Two cases in point here, both animal-related, although this behavior is hardly limited to animal lovers. First: There’s been some heat in local media outlets lately about changes at the Santa Barbara County Animal Shelter (where I spend far too much of my time). A few misinformed people decided to post, on Craigslist and EdHat, alarmist cries that Animal Services intends to ramp up to the mass slaughter of dogs, in the wake of one volunteer’s dismissal. Next thing you know, I’m reading a Facebook post by my own pet-sitter about the new “killing regime” at the shelter! So I called to ask her where she had come up with such nonsense, and she said, “Well, I got a posting.” ‘Cuz yeah, if it’s in print or on the Internet, it must be true. I love the Internet, but it has a dangerous potential to create a profoundly misinformed citizenry — and that’s not good for democracy.
Second case: ASAP, the cat volunteer group at the same shelter, is holding its first-ever free adoption event this weekend, to draw attention to cat overpopulation and generate some excitement about adopting. Another cat rescue group in town has decided that this is A Bad Idea, and their volunteers are hitting the News-Press letters section hard. It doesn’t seem to matter that there has been solid research by the ASPCA on free adoptions, a study reported in the Journal of Applied Animal Welfare Science, or that rescue groups nationwide have had success (without the feared reduction in the quality of adoptions).
One of the letter writers has since changed her mind, after reading the information ASAP gave her. Kudos to her for not self-righteously insisting on her own rightness. The others, however, don’t seem to care if the evidence goes another way. They know what they know and that’s enough for them.
(In the interests of full disclosure: I volunteer for all three county animal shelters: Santa Barbara, Lompoc, and Santa Maria. I foster kittens for ASAP and sometimes Catalyst for Cats. I occasionally foster dogs for DAWG. I sit on the Advisory Board of C.A.R.E.4Paws and am a member of the Responsible Pet Ownership Alliance.)
Pigheaded people not open to new ideas are bad enough in a free society. But when you’re making things up, spreading lies, to win at the cost of good policy — well, I’m not a religious person but for me that’s pretty much all the Seven Deadly Sins rolled into one. Remember Saddam Hussein’s weapons of mass destruction? Or the “death panels” that health care reform was supposedly going to impose on us? Those were two pretty big pieces of bullshit, created and retailed by people who see truth as an impediment at best. The consequences of these inventions have been equally serious — eight years of bloody, costly, unnecessary war in Iraq; and a health care system that many Americans distrust for the wrong reasons, based on false rhetoric.

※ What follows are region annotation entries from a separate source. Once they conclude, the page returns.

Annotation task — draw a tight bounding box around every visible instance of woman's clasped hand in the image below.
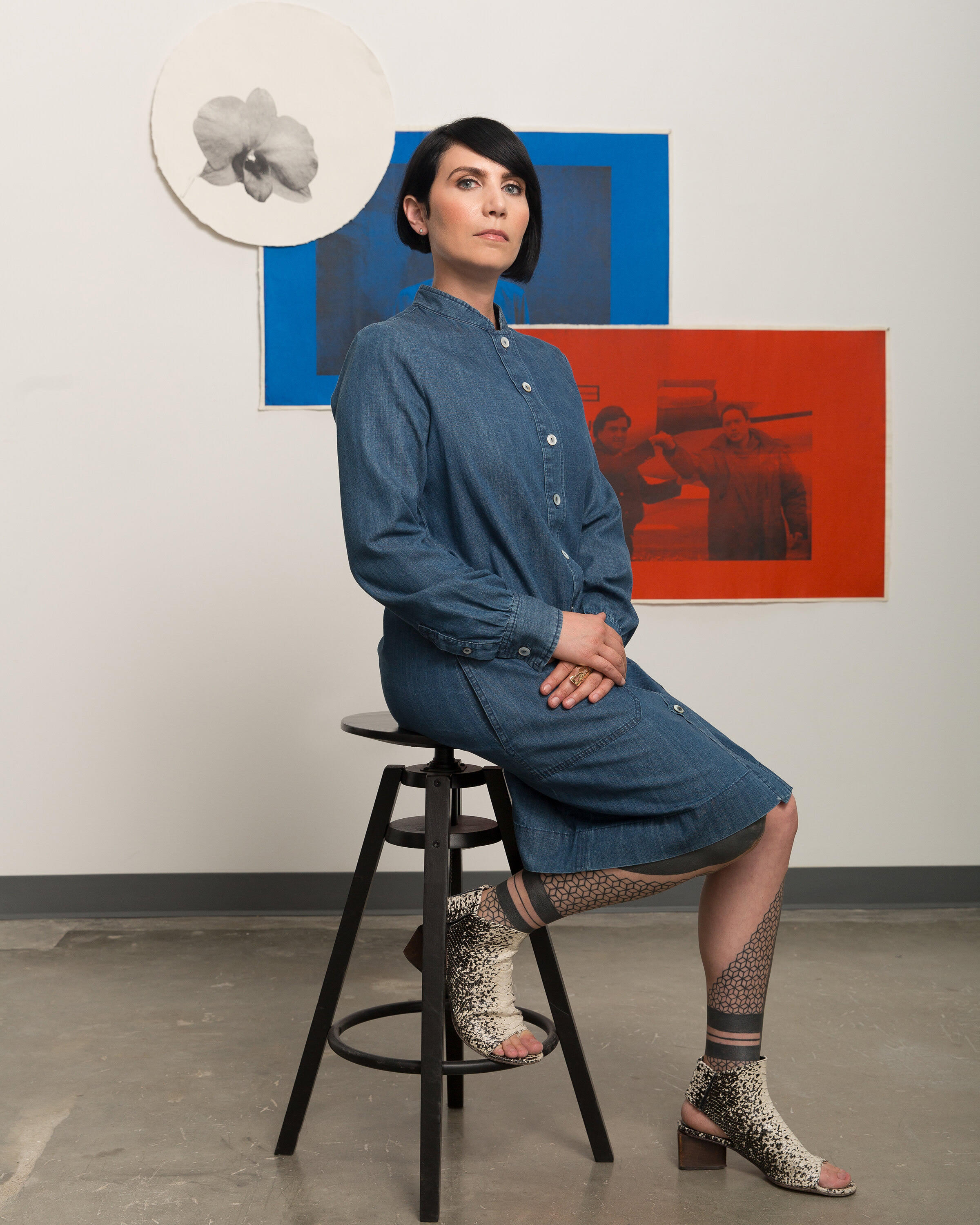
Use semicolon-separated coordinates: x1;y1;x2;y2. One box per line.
540;612;626;710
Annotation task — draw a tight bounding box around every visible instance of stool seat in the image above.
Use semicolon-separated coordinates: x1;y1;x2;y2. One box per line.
276;710;612;1221
341;710;436;748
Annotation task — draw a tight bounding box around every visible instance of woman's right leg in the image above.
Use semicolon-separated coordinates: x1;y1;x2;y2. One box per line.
475;817;766;1060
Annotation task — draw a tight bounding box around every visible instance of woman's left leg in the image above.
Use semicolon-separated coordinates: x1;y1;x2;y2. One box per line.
681;796;854;1194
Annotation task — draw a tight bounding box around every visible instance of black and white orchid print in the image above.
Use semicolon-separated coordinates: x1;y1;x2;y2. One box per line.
194;89;317;203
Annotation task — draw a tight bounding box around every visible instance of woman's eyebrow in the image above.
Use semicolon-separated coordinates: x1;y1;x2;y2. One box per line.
446;165;524;183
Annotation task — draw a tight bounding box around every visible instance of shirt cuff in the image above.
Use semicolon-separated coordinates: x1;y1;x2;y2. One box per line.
497;595;562;673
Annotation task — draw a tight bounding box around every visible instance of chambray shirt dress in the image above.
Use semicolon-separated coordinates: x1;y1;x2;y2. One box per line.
332;285;791;872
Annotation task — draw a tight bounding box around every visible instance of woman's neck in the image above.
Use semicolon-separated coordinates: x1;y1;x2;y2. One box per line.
432;260;497;327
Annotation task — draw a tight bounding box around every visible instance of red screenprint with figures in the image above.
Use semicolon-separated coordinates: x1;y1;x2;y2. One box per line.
521;327;887;600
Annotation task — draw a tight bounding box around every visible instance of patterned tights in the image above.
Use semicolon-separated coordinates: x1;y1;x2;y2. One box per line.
478;869;783;1072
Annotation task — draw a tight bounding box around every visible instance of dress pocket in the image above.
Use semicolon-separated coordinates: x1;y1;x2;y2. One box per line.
458;659;643;780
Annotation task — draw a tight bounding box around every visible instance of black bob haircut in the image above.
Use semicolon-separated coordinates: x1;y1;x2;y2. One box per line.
592;404;633;439
394;116;543;283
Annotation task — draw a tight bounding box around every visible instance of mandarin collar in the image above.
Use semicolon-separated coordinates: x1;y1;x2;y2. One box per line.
415;285;510;333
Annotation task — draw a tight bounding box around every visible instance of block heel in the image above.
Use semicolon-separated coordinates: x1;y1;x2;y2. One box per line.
677;1123;728;1170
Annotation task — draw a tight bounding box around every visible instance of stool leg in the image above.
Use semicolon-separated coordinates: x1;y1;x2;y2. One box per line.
484;766;612;1161
446;833;466;1110
419;774;452;1221
276;766;404;1156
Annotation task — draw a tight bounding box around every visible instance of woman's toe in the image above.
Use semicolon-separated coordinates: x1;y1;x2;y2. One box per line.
820;1161;850;1191
494;1029;543;1060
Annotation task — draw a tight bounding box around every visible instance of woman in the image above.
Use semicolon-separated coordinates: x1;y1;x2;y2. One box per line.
333;119;854;1196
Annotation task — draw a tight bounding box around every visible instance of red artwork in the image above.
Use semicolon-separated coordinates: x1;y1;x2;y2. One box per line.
521;327;887;600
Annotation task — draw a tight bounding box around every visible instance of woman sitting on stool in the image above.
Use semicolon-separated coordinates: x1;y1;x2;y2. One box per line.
333;119;854;1196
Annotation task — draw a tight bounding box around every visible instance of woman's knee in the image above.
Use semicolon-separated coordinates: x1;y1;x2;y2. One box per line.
766;795;800;842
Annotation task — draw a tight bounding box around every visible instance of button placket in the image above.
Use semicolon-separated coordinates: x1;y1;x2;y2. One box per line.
495;336;565;530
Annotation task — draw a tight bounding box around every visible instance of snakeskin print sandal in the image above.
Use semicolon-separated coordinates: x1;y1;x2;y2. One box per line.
677;1056;858;1198
404;888;543;1066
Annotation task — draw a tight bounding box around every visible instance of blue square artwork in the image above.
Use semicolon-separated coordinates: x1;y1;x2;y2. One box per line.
262;132;669;408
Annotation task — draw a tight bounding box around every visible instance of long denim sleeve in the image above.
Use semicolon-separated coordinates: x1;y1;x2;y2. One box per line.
332;285;636;671
333;316;561;669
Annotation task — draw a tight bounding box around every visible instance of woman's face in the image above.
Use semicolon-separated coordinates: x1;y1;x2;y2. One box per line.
402;145;528;276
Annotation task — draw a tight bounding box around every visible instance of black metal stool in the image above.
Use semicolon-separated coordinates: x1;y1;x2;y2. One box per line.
276;710;612;1221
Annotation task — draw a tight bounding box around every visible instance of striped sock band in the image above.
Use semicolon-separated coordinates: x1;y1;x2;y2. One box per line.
704;1007;762;1063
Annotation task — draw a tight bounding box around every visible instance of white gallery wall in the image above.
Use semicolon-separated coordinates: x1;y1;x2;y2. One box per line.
0;0;980;875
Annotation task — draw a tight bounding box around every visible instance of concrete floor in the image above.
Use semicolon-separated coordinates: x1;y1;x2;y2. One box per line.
0;910;980;1225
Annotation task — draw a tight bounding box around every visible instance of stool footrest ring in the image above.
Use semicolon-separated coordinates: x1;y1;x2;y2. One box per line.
327;1000;559;1076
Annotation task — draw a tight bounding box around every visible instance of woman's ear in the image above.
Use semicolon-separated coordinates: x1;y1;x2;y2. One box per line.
402;196;429;234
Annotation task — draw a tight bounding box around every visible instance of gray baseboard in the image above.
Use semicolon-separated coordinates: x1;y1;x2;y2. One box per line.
0;865;980;919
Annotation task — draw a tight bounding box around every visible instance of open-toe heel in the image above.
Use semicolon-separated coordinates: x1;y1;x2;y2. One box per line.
677;1123;728;1170
677;1056;858;1199
404;888;543;1066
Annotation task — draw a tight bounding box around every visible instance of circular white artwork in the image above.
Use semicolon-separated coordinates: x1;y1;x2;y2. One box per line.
151;4;394;246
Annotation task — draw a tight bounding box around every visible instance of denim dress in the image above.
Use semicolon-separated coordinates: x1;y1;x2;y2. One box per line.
332;285;791;872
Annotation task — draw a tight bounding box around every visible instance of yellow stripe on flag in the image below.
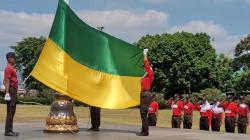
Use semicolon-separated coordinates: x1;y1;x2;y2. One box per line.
32;39;141;109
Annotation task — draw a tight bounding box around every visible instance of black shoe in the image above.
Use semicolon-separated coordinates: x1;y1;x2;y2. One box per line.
4;132;19;137
87;128;100;132
136;132;149;136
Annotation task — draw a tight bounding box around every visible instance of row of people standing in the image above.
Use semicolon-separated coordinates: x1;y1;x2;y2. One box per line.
167;94;249;134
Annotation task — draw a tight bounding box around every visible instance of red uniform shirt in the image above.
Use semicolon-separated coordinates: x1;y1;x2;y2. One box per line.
168;101;184;116
148;101;159;114
4;65;18;89
141;60;154;91
238;103;249;117
194;102;212;125
183;102;194;115
195;103;212;118
221;102;238;117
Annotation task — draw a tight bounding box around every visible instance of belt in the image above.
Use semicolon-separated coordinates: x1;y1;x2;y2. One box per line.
142;89;151;92
148;112;156;115
172;115;181;117
213;114;221;118
225;116;236;118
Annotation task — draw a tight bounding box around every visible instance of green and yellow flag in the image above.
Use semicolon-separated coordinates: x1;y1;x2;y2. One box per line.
32;0;144;109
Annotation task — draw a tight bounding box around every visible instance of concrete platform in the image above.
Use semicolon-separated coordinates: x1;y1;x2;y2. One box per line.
0;122;250;140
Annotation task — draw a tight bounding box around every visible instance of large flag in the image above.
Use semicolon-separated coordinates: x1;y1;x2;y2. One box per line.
32;0;144;109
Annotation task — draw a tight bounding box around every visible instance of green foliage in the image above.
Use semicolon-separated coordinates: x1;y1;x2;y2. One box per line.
137;32;219;97
234;34;250;70
11;37;48;92
234;70;250;94
211;54;234;92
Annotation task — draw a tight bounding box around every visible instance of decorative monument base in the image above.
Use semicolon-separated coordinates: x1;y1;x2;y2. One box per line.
44;94;79;133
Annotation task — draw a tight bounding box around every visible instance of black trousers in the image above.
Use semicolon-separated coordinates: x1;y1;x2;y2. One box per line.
237;116;247;134
5;87;17;133
183;115;193;129
90;106;101;128
140;91;152;134
200;117;209;131
172;116;181;128
212;117;221;132
225;116;236;133
148;113;157;126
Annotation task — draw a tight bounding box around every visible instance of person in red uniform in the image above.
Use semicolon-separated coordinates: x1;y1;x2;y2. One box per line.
167;94;184;128
3;52;19;136
237;96;249;134
183;95;194;129
148;96;159;126
136;49;154;136
211;99;224;132
194;96;212;131
219;93;238;133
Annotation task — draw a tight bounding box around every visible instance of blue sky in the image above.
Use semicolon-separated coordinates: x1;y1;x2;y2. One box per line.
0;0;250;69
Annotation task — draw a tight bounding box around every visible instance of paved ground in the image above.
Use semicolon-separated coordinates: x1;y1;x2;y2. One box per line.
0;122;250;140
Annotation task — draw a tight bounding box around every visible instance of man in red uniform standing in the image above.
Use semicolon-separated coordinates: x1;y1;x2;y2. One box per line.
195;96;212;131
4;52;19;136
167;94;184;128
219;93;238;133
237;96;249;134
148;96;159;126
136;49;154;136
183;95;194;129
211;99;224;132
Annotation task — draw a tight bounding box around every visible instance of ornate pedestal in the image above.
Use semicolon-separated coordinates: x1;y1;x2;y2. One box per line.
44;94;79;133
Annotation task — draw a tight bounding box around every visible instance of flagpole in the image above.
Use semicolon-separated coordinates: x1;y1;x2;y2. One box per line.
64;0;69;5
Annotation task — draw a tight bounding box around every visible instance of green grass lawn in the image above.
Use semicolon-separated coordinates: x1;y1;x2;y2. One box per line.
0;104;250;134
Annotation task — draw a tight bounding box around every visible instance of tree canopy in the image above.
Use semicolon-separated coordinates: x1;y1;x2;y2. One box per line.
136;32;232;96
234;34;250;70
11;37;47;91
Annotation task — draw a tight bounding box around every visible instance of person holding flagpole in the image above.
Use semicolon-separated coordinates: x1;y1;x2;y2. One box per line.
136;49;154;136
3;52;19;137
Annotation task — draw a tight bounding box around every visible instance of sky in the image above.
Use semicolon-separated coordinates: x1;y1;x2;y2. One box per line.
0;0;250;70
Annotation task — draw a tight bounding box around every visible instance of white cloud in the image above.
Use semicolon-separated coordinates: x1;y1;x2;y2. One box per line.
0;10;168;69
78;10;168;42
0;10;168;45
169;20;243;56
141;0;168;3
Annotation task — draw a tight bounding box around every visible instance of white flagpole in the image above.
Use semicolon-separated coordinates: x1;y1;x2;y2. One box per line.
64;0;69;5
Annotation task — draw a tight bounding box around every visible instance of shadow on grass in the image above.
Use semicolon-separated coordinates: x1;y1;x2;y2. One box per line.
80;128;138;134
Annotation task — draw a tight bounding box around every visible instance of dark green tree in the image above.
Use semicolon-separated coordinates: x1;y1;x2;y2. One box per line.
211;54;234;92
234;34;250;70
11;37;48;91
137;32;219;96
234;70;250;94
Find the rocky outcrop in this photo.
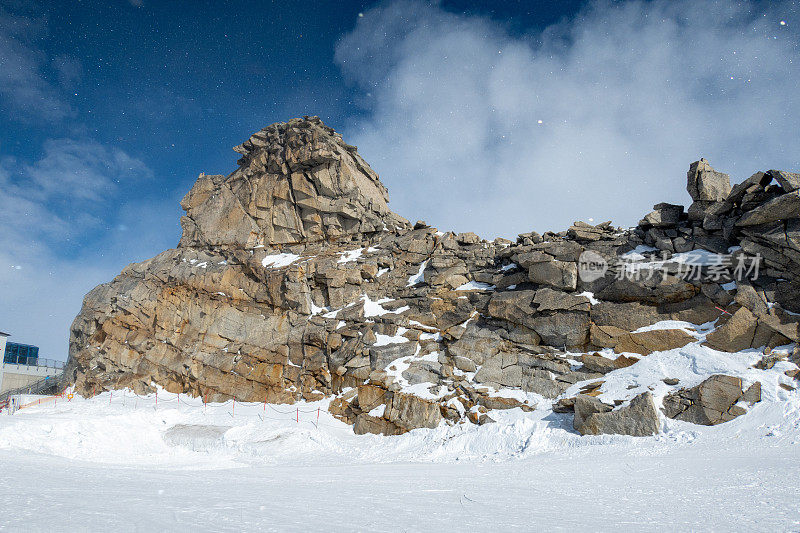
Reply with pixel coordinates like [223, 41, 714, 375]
[68, 117, 800, 435]
[664, 374, 761, 426]
[574, 392, 661, 437]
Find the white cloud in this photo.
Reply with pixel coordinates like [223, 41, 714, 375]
[336, 0, 800, 236]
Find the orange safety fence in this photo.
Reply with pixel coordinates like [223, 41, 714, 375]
[7, 389, 338, 427]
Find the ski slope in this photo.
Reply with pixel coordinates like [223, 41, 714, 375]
[0, 382, 800, 531]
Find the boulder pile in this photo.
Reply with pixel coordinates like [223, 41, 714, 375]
[68, 117, 800, 435]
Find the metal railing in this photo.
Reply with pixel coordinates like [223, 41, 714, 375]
[0, 373, 66, 402]
[3, 355, 66, 369]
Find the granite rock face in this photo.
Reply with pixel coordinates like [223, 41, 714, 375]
[664, 374, 761, 426]
[68, 117, 800, 435]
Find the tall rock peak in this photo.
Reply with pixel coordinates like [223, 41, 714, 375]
[180, 117, 408, 247]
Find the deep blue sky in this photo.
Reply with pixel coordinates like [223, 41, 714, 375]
[0, 0, 800, 359]
[0, 0, 581, 255]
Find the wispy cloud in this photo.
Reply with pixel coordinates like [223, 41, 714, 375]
[0, 139, 173, 359]
[336, 0, 800, 236]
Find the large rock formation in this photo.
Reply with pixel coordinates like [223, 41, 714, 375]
[69, 117, 800, 435]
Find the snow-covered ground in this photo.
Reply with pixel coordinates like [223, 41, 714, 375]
[0, 372, 800, 531]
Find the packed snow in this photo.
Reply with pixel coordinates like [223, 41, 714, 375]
[0, 370, 800, 531]
[0, 334, 800, 531]
[406, 261, 428, 287]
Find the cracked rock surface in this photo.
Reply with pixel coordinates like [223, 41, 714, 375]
[68, 117, 800, 435]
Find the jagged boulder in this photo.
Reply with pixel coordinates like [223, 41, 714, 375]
[663, 374, 761, 426]
[181, 117, 408, 247]
[67, 117, 800, 435]
[573, 392, 661, 437]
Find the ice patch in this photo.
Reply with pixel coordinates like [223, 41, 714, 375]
[261, 253, 300, 268]
[337, 248, 364, 263]
[406, 261, 428, 287]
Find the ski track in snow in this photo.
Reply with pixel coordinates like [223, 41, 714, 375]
[0, 372, 800, 531]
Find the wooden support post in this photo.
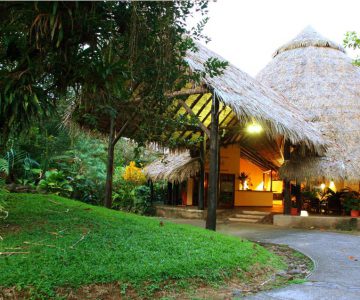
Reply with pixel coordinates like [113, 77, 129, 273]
[149, 180, 155, 204]
[178, 100, 211, 138]
[198, 133, 206, 210]
[166, 182, 172, 205]
[284, 179, 291, 215]
[284, 141, 291, 215]
[171, 182, 178, 205]
[104, 118, 115, 208]
[206, 93, 219, 230]
[294, 182, 302, 213]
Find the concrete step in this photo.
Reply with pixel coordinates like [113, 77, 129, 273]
[229, 218, 259, 223]
[241, 210, 270, 216]
[234, 214, 264, 220]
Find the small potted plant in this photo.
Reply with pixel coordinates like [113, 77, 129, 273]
[290, 201, 298, 216]
[239, 172, 249, 190]
[344, 193, 360, 218]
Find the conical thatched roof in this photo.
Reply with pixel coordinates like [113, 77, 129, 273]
[256, 27, 360, 181]
[144, 152, 200, 182]
[187, 44, 324, 152]
[145, 44, 326, 181]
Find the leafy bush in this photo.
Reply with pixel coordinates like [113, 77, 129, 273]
[39, 170, 73, 196]
[113, 165, 153, 215]
[123, 161, 146, 184]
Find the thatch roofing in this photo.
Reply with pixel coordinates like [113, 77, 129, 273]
[187, 44, 324, 152]
[256, 27, 360, 181]
[146, 44, 325, 181]
[144, 152, 200, 182]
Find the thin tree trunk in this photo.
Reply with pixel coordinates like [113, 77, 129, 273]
[284, 141, 291, 215]
[206, 93, 219, 230]
[198, 133, 206, 210]
[0, 125, 10, 154]
[166, 182, 172, 205]
[284, 179, 291, 215]
[104, 118, 115, 208]
[295, 183, 302, 213]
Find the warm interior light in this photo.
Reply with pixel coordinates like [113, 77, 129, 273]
[329, 181, 336, 192]
[246, 123, 262, 133]
[300, 210, 309, 217]
[244, 180, 249, 190]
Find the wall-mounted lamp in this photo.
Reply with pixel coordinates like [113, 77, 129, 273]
[246, 123, 263, 133]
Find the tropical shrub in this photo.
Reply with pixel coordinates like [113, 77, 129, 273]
[112, 165, 152, 214]
[123, 161, 146, 185]
[38, 170, 73, 197]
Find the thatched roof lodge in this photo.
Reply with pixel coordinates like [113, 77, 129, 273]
[256, 27, 360, 181]
[145, 151, 200, 182]
[145, 44, 326, 182]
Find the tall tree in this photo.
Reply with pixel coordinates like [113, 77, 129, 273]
[0, 0, 225, 207]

When Emily Dickinson wrote, “Tell all the Truth but tell it slant —/ Success in Circuit lies,” she wasn’t giving advice about how to act in a democracy. She was talking about big T Truth, the spiritual variety that may be bigger than our ability to comprehend, at least head-on. For the day-to-day stuff, we need to tell all the truth, all the time — and not assume that we know it all just because it sounds good in our heads.